Так что, когда я здесь, за этим столом, держу в ладонях всю свою жизнь и вам ее представляю как нечто цельное и законченное, я должен припомнить все, что далеко, что глубоко вошло в ту, в другую ли жизнь, стало частью ее; тоже и сны, и все, что меня окружает, и тех приживалов моих, старых невнятных духов, которые несут дежурство при мне день и ночь и тянут свои фантомные пальцы, хватают меня, когда я пытаюсь бежать, – тени тех, кем я мог бы стать; мои нерожденные Я. И есть, есть еще старая сволочь, волосатый дикарь, он роется пальцами в голых кишках; он рыгает, блюет, икает; голос у него гортанный, утробный – да, и он тут как тут. Он во мне сидит. Сегодня он лакомился куропаткой, салатом и телячьей головой. Вот сейчас держит в лапище добрый старый бренди. Он урчит и при каждом глоточке пускает теплую дрожь по всему моему хребту. Да, разумеется, он моет руки перед едой, но все равно они у него волосатые. Да, он себя застегивает в штаны и жилетки, но тело под ними от этого не меняется. Он канючит, если я его сразу не накормлю. Вечно он ноет, скулит и с идиотской, жадной ухмылкой тычет во что-нибудь: вынь да положь. Уверяю вас, мне порой мучительно трудно удержать его в рамках приличия. Этот, волосатый, обезьяноподобный – он тоже внес в мою жизнь свою лепту. Все зеленое он заставил сиять еще зеленей, он держал свой красный, едко чадящий факел под каждым листком. Даже мокрый сад он умел озарить. Взмахнет этим своим факелом в мрачном проулке, и девушки вдруг засияют розовой, пьянящей прозрачностью. Ах! как высоко он махал этим факелом! Как гнал меня в дикий пляс!
Но теперь с меня хватит. Сегодня мое тело растет выше, выше, ярус за ярусом, как прохладный храм, где пол устлан коврами, и шуршит шепот, и курятся алтари; но наверх, сюда, к моей блаженной, ясной голове поднимаются только тонкие клочья мелодий, волны ладана, а потерянный голубок стонет под самым куполом, и дрожат у надгробий потупленные знамена, и черная ночь качает деревья снаружи, в открытом окне.

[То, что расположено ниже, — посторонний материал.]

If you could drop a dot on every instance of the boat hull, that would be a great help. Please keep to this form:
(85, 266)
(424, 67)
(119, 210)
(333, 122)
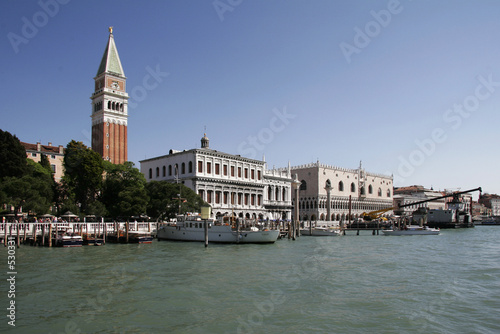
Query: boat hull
(412, 231)
(315, 232)
(218, 234)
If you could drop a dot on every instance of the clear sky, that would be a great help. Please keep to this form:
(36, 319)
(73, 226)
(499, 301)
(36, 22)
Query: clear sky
(410, 88)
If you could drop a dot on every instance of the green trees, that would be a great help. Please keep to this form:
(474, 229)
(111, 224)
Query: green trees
(83, 170)
(24, 183)
(124, 193)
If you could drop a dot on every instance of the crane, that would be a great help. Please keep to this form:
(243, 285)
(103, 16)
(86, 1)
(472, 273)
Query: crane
(376, 214)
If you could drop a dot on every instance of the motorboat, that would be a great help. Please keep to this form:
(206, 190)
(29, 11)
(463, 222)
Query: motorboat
(69, 240)
(322, 231)
(412, 230)
(192, 228)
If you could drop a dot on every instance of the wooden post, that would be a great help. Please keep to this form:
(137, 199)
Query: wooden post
(35, 227)
(104, 232)
(5, 226)
(206, 233)
(17, 230)
(237, 231)
(50, 234)
(126, 231)
(43, 234)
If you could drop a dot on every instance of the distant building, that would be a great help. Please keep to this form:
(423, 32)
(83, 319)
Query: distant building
(110, 107)
(55, 155)
(413, 194)
(492, 202)
(326, 192)
(229, 183)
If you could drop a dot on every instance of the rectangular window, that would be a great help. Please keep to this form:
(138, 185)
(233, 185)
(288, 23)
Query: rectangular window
(217, 197)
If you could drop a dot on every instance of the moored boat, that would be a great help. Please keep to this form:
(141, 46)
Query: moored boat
(192, 228)
(412, 230)
(69, 240)
(322, 231)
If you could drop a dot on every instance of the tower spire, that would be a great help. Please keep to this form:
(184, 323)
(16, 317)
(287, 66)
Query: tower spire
(110, 107)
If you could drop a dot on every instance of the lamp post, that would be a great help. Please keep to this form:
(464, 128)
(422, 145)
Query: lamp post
(295, 186)
(205, 214)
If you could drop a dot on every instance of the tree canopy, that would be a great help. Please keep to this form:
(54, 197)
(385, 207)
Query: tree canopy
(83, 173)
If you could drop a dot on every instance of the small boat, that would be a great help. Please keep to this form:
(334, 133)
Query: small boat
(69, 240)
(322, 231)
(412, 230)
(140, 237)
(192, 228)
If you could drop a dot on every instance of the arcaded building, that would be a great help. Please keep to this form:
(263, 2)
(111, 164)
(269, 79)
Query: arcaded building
(329, 193)
(229, 183)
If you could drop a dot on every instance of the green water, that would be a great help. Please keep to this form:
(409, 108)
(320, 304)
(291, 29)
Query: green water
(352, 284)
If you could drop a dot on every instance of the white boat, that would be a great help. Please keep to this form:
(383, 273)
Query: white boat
(322, 231)
(66, 240)
(412, 230)
(192, 228)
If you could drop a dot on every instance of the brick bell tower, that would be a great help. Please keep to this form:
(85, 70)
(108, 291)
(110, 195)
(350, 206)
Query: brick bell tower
(110, 107)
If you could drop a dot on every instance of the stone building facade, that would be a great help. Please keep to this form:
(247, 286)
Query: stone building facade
(329, 193)
(55, 155)
(229, 183)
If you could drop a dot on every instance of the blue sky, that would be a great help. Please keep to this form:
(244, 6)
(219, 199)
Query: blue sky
(411, 88)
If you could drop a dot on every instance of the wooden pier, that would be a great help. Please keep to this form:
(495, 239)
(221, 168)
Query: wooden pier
(92, 233)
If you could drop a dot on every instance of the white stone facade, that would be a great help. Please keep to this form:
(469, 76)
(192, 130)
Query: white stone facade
(363, 190)
(229, 183)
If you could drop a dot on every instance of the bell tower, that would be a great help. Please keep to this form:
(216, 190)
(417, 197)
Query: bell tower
(110, 107)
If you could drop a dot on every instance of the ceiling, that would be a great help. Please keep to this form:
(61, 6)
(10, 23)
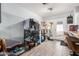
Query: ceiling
(42, 10)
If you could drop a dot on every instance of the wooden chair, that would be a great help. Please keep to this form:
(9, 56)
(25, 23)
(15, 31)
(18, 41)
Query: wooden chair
(72, 46)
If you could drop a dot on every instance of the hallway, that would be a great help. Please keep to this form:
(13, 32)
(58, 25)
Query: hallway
(48, 48)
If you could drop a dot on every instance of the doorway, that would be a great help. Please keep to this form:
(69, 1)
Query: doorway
(59, 31)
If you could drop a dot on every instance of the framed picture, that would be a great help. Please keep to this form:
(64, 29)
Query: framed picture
(70, 19)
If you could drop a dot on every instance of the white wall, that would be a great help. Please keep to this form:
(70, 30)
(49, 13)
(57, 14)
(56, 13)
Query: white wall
(13, 32)
(11, 17)
(12, 13)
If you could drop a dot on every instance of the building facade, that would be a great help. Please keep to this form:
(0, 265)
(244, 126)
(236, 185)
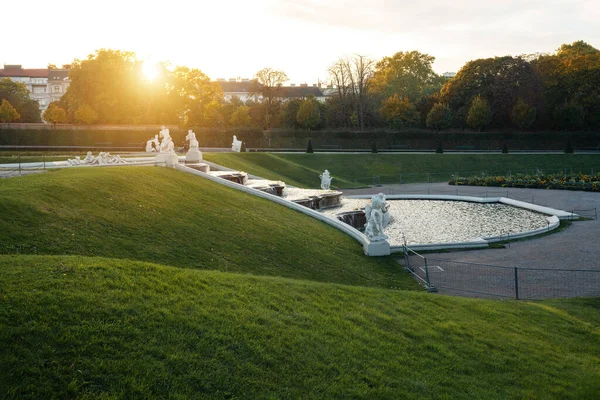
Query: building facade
(44, 85)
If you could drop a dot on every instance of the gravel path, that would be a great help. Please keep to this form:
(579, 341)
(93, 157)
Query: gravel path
(575, 248)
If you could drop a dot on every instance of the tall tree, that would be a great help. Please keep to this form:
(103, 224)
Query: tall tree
(480, 113)
(439, 117)
(571, 76)
(354, 74)
(8, 113)
(55, 114)
(400, 113)
(198, 100)
(110, 82)
(407, 74)
(501, 81)
(18, 96)
(309, 114)
(523, 115)
(240, 117)
(266, 86)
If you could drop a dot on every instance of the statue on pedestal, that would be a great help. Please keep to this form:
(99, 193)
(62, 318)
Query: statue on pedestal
(325, 180)
(236, 145)
(377, 218)
(193, 155)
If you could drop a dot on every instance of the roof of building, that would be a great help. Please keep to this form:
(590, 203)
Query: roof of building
(286, 91)
(58, 75)
(235, 87)
(11, 71)
(300, 91)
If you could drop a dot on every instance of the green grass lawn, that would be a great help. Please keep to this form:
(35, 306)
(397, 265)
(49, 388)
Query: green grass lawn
(351, 170)
(168, 217)
(78, 327)
(145, 282)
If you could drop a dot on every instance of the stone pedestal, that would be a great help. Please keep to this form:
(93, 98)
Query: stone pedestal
(200, 167)
(193, 156)
(168, 159)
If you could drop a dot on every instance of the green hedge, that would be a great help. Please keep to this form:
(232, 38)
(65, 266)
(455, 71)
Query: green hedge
(257, 138)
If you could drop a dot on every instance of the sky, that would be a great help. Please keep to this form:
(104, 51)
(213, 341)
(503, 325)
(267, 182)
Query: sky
(236, 38)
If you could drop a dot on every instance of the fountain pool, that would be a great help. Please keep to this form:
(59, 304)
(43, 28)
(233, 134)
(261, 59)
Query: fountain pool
(444, 221)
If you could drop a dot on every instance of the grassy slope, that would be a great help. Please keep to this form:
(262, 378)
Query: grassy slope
(303, 170)
(93, 327)
(168, 217)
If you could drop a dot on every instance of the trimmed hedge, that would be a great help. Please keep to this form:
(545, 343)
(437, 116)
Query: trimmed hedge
(579, 181)
(291, 139)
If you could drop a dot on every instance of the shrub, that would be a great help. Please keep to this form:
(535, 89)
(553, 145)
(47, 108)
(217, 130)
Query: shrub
(309, 148)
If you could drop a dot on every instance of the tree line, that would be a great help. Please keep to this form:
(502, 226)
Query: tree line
(528, 92)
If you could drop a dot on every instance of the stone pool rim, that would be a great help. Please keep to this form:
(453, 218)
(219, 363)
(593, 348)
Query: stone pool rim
(553, 218)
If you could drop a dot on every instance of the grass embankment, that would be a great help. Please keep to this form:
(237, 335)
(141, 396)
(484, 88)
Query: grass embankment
(168, 217)
(104, 328)
(351, 170)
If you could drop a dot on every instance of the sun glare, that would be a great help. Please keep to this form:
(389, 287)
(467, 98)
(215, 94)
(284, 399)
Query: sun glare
(149, 70)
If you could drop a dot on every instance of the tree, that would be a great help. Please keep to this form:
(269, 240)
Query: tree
(197, 100)
(407, 74)
(17, 95)
(55, 114)
(400, 113)
(309, 114)
(353, 79)
(569, 116)
(110, 83)
(240, 117)
(85, 115)
(480, 113)
(523, 115)
(572, 75)
(8, 113)
(266, 86)
(439, 117)
(500, 80)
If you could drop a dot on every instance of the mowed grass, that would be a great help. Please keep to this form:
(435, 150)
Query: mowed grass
(168, 217)
(79, 327)
(350, 170)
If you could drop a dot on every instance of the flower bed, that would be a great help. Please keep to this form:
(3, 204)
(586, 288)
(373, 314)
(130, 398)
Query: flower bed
(539, 181)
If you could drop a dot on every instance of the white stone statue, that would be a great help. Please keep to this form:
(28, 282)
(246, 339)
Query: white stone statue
(101, 159)
(236, 145)
(166, 145)
(325, 180)
(149, 143)
(377, 218)
(191, 137)
(166, 155)
(88, 158)
(193, 155)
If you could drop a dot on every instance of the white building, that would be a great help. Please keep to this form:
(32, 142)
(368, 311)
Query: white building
(241, 88)
(44, 85)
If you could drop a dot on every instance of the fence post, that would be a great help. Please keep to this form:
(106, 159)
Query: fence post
(516, 283)
(430, 288)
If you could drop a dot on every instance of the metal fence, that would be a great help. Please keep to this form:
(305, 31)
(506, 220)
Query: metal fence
(483, 280)
(430, 177)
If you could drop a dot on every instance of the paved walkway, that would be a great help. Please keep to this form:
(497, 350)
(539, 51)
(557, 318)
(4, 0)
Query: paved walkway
(575, 248)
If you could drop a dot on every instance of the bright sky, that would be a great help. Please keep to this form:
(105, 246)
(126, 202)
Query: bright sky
(236, 38)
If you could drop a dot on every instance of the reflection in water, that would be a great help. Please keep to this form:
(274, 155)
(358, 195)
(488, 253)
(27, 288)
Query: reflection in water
(440, 221)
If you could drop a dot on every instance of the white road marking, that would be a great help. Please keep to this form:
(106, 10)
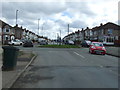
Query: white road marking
(79, 55)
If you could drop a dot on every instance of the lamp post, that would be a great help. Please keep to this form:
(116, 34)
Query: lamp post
(16, 16)
(38, 26)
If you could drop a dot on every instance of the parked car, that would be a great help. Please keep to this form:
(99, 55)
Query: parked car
(43, 42)
(85, 43)
(97, 47)
(15, 42)
(28, 43)
(69, 42)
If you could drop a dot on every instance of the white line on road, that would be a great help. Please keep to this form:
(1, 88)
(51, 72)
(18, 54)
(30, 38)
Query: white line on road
(79, 55)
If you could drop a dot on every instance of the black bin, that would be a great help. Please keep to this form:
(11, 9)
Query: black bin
(10, 54)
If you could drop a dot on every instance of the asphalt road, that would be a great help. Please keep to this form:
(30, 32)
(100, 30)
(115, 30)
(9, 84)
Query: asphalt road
(69, 68)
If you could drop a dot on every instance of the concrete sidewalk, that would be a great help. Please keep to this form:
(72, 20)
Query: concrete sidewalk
(114, 51)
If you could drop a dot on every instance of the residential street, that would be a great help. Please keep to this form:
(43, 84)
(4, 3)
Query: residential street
(69, 68)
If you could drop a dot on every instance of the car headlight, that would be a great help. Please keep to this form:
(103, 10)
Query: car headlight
(93, 47)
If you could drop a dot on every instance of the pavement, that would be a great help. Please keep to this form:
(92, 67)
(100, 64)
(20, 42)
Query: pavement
(70, 68)
(114, 51)
(0, 69)
(7, 78)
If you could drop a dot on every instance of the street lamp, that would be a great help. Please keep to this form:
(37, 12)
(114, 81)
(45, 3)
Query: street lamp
(38, 26)
(16, 16)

Как глянешь вниз из этакой потусторонности, даже объедки хлеба – до чего же прекрасны! До чего прелестны спиральки счищенной грушевой кожуры – тоненькие и крапчатые, как яйцо какой-то морской птицы. Даже стройно выложенные рядком вилки – и те кажутся воплощением логики, точности, смысла; и рожки рогаликов, которые мы не доели, такие желтые, блестящие, твердые. Я даже этой руке своей готов благоговейно дивиться – какой веерный разбег оплетенных синими жилами косточек, и какая гибкость, и эта способность сгибаться-сгибаться и сжаться вдруг, и какая умелость.
Безмерно восприимчивое, все в себе содержащее, дрожащее от полноты, но ясное, сдержанное – таким представляется мне мое существо теперь, когда желанья его не гоняют туда-сюда; когда любопытство его не малюет в тысячи разных цветов. Затаилось, упряталось, безвременное, неподступное – теперь, когда умер тот человек по имени Бернард, который таскал записную книжку в кармане и делал заметки – фразы для луны, заготовки для черт лица; и как кто глянул, как швырнул сигаретный окурок; под буквой Б – бабочки, смолотые в порошок; под С – разные обозначенья для смерти. И пускай теперь открывается дверь, эта стеклянная, вечно кружащая дверь. Пускай входит женщина, пускай молодой человек в вечернем костюме, с усиками, плюхается рядом за столик; могут они мне что-то новое сообщить? Нет! Я все знаю заранее. А если она вдруг встанет, пойдет, «Дорогуша, – я ей скажу, – теперь ты меня уже не заставишь глазеть тебе вслед». Грохот павшей волны, который во мне звучал всю мою жизнь и меня будил, и я тогда видел комод, захлестнутый петлей света, этот грохот уже не встряхнет мою душу.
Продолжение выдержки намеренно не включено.